Abstract

Hyaluronic acid (hyaluronan, HyA) is a matrix component that takes part in cell adhesion and growth in normal and repaired tissues. Since it is soluble in water, HyA has been of limited use in tissue engineering of artificial matrices. Recent studies demonstrate that polypeptides have the twin advantages of reducing solubility of HyA and improving cellular attachment via cell surface adhesion molecule receptors. This paper describes a new approach of using a polypeptide resurfacing method to enhance the attachment of cells to HyA strands. HyA strands were crosslinked by glutaraldehyde and then resurfaced with poly-D-lysine, poly-L-lysine, glycine, or glutamine.

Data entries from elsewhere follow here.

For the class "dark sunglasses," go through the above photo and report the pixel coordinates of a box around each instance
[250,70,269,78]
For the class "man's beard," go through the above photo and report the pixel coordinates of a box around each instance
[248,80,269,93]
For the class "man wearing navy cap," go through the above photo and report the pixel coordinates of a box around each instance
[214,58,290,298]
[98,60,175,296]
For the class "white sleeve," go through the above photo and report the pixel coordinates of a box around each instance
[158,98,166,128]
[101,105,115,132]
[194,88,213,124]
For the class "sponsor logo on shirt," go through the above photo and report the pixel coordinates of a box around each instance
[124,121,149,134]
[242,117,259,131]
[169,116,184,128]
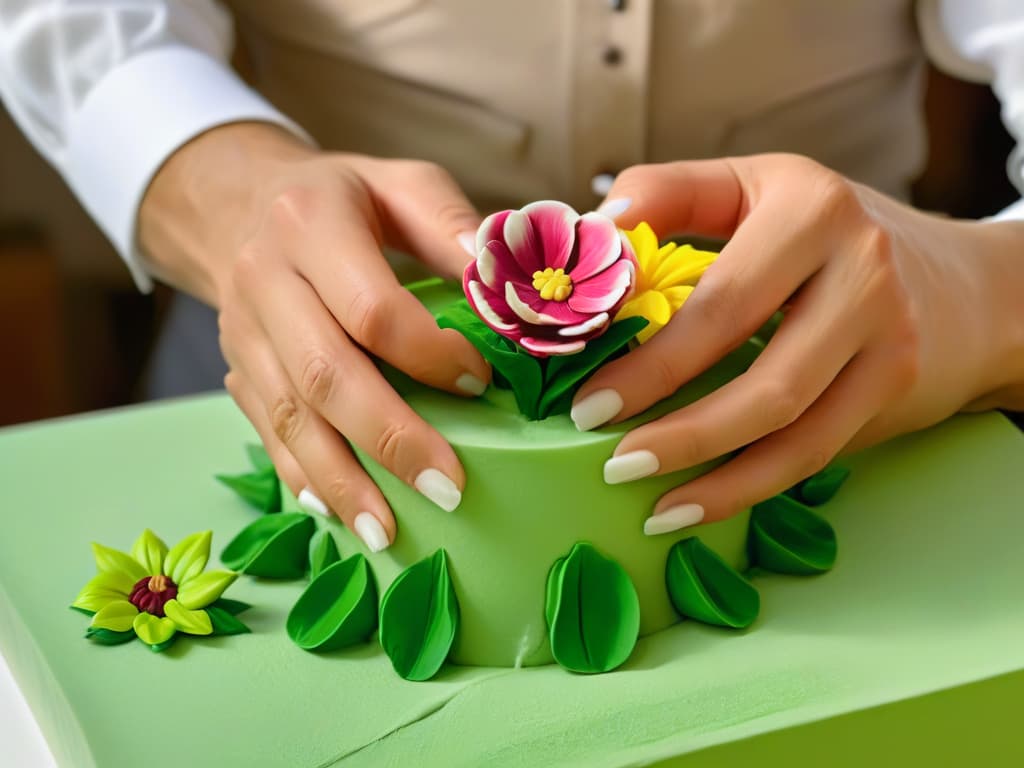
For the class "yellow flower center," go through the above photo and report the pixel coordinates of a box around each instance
[147,573,171,592]
[534,266,572,301]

After inoculation with fibroblasts in vitro, modified HyA was evaluated with histological and immunohistochemical staining methods for cell adhesion and proliferation. Modified HyA with fibroblast cells also were implanted in vivo. The results show that (1) both polylysines enhanced fibroblast adhesion to crosslinked HyA strands; (2) HyA strands were able to be crosslinked well by 3 days of treatment in glutaraldehyde, and as a biomaterial they could resist biodegradation; (3) modified HyA has good biocompatibility, both in vitro and in vivo. The results demonstrate that HyA material resurfaced by polypeptides has positive advantages for cellular adhesion. Resurfaced HyA has much potential as an improved biomaterial for clinical usage. © 1999 John Wiley & Sons, Inc. J Biomed Mater Res, 47, 79–84, 1999.